EX-18 4 dex18.htm LETTER FROM KPMG LLP Letter from KPMG LLP

Exhibit 18

June 9, 2006

TiVo Inc.

Alviso, California

Ladies and Gentlemen:

We have been furnished with a copy of the quarterly report on Form 10-Q of TiVo Inc. (the Company) for the three months ended April 30, 2006, and have read the Company’s statements contained in note 2 to the condensed consolidated financial statements included therein. As stated in note 2, the Company changed its method of accounting for the recognition of hardware costs in bundled revenue transactions where the customer prepays the arrangement fee to charge the entire cost of the hardware to cost of sales upon shipment. Previously, the Company deferred the portion of the hardware costs exceeding the revenue allocated to the hardware element and amortized such costs over the period of the subscription.

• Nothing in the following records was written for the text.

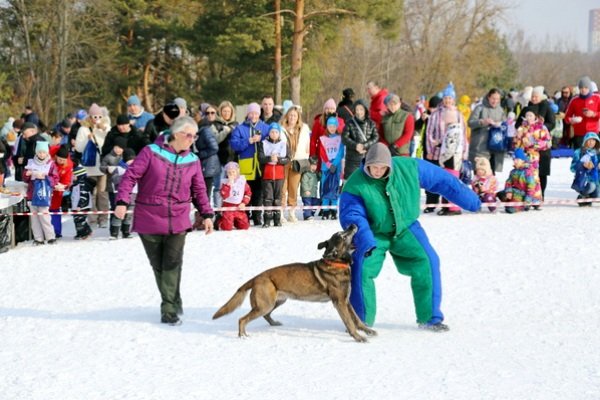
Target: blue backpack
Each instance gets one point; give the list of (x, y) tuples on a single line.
[(498, 138), (42, 190)]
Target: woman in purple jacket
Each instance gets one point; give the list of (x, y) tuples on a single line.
[(168, 176)]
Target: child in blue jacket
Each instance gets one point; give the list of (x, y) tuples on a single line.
[(585, 167)]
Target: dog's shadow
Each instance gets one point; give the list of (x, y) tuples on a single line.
[(198, 320)]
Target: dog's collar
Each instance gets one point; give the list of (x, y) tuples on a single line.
[(335, 264)]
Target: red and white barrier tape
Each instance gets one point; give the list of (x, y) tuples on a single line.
[(282, 208)]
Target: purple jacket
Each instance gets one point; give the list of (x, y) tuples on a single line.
[(167, 182)]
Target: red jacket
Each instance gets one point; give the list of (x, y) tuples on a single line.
[(575, 108), (65, 176), (377, 108), (226, 191), (319, 130)]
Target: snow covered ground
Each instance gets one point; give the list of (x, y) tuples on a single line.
[(80, 320)]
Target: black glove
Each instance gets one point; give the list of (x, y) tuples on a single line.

Note 2 states that the newly adopted accounting principle is preferable in the circumstances because it is consistent with the accounting practices of competitors and companies within similar industries, it adds clarity and ease of understanding of the Company’s reported results for investors, and it is consistent with the recognition of hardware costs in bundled arrangements where the customer does not prepay the arrangement fee. In accordance with your request, we have reviewed and discussed with Company officials the circumstances and business judgment and planning upon which the decision to make this change in the method of accounting was based.

We have not audited any financial statements of the Company as of any date or for any period subsequent to January 31, 2006, nor have we audited the information set forth in the aforementioned note 2 to the condensed consolidated financial statements; accordingly, we do not express an opinion concerning the factual information contained therein.

With regard to the aforementioned accounting change, authoritative criteria have not been established for evaluating the preferability of one acceptable method of accounting over another acceptable method. However, for purposes of the Company’s compliance with the requirements of the Securities and Exchange Commission, we are furnishing this letter.

Based on our review and discussion, with reliance on management’s business judgment and planning, we concur that the newly adopted method of accounting is preferable in the Company’s circumstances.